Я заметил, что Славка не подошел к деду, не прикоснулся к нему, не спросил у него ни о чем, и дед бросил на внука отчужденный взгляд и тут же отвел глаза в никуда. Мы занесли в комнату часть продуктов. Дед не обратил на них никакого внимания: он по-прежнему смотрел в одну точку. Шаров еще раз предложил старику поехать на похороны:
– Мы тебя, дедусь, осторожно вынесем на улицу.
Старик поднял трясущуюся руку к глазам и заплакал, как ребенок. Теперь слова «беда-беда» звучали протяжно, жалостно, точно он просил: «Оставьте меня в покое, не обижайте меня».
Мы вышли на улицу, а в моих ушах стоял плач старика.
– А ты говоришь, гармония, – почему-то сказал Шаров.
Мы сели в машину и через несколько минут оказались у дома, где после вскрытия находилась покойница.
Женщина в белом халате вынесла оклунок с вещами покойной. Увидев клетчатое материнское пальто, Слава заплакал.
Красными замерзшими руками он тер глаза и не мог сдержаться.

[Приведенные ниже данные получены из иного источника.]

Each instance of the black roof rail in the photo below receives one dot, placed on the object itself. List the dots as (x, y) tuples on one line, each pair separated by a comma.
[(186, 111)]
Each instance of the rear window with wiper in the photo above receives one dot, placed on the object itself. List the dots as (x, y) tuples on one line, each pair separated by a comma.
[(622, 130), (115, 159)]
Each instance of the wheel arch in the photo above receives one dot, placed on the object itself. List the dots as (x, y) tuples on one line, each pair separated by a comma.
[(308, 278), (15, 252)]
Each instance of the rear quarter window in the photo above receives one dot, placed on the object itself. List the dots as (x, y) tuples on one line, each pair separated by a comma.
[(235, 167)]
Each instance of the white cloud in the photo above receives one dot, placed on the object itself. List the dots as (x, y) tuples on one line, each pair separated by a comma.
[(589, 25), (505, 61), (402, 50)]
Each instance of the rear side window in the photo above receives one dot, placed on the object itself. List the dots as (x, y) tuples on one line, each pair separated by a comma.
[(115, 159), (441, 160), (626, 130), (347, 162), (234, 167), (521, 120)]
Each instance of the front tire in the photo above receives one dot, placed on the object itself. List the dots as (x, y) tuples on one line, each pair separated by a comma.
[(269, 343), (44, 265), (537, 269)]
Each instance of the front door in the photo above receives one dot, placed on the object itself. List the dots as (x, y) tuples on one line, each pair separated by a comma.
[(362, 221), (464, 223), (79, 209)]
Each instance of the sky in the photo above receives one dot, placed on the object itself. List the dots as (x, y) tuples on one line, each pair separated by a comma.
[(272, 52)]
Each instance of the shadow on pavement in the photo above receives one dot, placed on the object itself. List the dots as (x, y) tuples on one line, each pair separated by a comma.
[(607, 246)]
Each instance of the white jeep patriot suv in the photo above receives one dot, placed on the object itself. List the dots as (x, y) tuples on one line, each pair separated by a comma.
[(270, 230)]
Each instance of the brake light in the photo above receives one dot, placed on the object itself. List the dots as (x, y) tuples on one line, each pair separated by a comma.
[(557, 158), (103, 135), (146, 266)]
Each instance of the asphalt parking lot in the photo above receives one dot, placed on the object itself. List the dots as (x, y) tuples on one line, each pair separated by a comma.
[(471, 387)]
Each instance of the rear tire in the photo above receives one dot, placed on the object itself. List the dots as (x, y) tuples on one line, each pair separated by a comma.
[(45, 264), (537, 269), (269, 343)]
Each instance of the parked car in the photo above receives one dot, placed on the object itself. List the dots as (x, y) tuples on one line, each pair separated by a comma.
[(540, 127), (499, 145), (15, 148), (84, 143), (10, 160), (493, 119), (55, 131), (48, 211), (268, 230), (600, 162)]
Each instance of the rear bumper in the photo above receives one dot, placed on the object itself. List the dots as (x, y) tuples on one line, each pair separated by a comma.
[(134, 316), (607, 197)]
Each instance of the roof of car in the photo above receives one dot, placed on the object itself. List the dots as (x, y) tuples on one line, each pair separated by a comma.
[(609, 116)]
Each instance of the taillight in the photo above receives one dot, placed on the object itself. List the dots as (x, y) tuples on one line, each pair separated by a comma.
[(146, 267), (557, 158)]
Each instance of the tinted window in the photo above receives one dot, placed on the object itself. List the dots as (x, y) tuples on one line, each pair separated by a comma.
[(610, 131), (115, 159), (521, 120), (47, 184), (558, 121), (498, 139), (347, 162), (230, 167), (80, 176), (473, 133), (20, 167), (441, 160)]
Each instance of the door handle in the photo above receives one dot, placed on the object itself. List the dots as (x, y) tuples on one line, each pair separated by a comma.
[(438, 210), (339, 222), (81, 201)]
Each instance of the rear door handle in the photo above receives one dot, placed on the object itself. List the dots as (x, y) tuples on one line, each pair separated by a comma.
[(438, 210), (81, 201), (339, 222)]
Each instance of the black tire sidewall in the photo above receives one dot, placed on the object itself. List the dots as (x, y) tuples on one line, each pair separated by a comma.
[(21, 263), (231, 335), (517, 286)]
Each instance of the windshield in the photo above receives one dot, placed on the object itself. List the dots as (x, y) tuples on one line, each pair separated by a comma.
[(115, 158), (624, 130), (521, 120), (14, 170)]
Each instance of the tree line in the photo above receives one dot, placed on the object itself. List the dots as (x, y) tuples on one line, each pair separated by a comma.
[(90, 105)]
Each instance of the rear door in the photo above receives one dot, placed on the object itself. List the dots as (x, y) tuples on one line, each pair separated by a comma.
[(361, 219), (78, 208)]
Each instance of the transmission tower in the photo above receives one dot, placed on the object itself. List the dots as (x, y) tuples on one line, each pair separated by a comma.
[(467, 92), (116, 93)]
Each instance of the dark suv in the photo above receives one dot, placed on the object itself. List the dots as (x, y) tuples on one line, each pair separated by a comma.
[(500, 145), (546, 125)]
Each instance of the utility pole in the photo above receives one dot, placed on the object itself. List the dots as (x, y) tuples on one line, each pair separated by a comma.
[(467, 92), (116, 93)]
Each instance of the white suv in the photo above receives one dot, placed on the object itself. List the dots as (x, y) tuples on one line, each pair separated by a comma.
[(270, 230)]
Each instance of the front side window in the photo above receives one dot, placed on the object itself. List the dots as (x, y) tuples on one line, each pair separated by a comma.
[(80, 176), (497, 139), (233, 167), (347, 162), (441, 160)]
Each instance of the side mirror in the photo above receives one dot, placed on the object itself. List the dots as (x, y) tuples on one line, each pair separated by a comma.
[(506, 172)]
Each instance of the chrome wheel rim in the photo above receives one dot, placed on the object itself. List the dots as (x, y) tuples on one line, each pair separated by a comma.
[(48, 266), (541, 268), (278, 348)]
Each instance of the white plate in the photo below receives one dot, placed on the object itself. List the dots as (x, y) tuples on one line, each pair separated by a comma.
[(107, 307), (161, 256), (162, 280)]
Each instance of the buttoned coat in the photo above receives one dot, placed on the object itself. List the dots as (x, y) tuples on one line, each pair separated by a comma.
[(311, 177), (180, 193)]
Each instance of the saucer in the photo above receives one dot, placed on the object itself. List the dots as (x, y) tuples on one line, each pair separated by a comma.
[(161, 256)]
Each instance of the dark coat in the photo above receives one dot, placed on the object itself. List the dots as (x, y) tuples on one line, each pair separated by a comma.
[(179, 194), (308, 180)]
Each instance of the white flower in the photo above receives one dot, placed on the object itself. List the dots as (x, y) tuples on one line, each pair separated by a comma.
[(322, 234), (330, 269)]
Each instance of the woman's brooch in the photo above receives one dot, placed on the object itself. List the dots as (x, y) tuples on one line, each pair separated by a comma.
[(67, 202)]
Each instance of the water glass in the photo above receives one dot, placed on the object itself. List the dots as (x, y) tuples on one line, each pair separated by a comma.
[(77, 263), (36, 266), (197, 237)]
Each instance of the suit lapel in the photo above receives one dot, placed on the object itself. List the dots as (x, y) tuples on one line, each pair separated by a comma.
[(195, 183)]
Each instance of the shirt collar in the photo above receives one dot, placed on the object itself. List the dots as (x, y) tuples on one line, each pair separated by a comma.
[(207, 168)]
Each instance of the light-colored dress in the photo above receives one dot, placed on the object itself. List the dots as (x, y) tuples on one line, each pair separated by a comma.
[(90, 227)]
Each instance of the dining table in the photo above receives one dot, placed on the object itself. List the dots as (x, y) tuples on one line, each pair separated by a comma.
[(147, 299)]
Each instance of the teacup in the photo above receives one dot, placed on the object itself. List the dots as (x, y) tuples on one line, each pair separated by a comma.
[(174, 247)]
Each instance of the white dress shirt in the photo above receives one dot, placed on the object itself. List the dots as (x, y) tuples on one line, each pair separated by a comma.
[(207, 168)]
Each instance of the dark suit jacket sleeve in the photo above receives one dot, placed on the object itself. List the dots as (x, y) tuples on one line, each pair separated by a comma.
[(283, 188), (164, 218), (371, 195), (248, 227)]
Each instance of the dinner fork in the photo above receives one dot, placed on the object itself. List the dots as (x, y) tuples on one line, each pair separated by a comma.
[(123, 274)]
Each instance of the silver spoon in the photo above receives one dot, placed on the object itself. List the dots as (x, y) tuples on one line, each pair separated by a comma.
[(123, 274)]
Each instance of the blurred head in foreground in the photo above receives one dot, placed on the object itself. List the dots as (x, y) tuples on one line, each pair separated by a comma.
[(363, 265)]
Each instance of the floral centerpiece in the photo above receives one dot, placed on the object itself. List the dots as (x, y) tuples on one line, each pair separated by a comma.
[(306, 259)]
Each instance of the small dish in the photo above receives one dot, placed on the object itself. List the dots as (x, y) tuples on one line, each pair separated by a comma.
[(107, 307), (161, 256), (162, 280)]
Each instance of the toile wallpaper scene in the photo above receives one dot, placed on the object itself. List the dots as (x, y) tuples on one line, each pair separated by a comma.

Одна из родственниц отдала женщине в белом халате вещи для одевания покойницы – черное платье, черный платок, туфли, а потом и сама робенько нырнула в здание морга.
– Поплачь, Слава!- сказал Шаров. – Это хорошо.
Я не помню, как я оказался в помещении, где была покойница, как мы с Александром Ивановичем и с Никольниковым вынесли крышку гроба. Очнулся я, когда пальцем наткнулся на гвоздь, торчавший из-под гробовой крышки.
– Осторожненько!- предупредил Сашко. – А то можно лицо покойницы поцарапать гвоздем.
Я взглянул на усопшую. Вздрогнул: мне показалось, что ее губы тронула живая улыбка. У меня закололо в груди, и я отвернулся. Кладбище было совсем рядом. Одна из родственниц говорила, показывая квитанции:
– Двенадцать за крест и три рубля за фотографии. Пришел фотограф. Я посмотрел на Шарова. Шаров и здесь, на кладбище, все знал, а потому и командовал:
– Гроб левее, еще левее! А теперь, Слава, пройди сюда.
И Слава стал рядом с головой матери, три старушки протиснулись вперед и стали возле Славы. Детям Шаров велел забраться на скамейку, а сам пристроился между двумя гробовщиками. Один из них, Андрей, был Славкин крестный – сосед. Потом Шаров сказал, чтобы кто-нибудь из родственников взял крест. Вперед вышла старушка, подняла крест, но то ли оттого, что она запуталась в юбках, то ли от ветра, а может быть, оттого, что она потеряла равновесие, только ее вместе с крестом как-то сразу перекосило и пригнуло к земле.
– Пойди возьми крест, – едва слышно попросил Шаров Александра Ивановича.
– Добре-добре, хорошо, – сказал Сашко и суетливо побежал к старушке.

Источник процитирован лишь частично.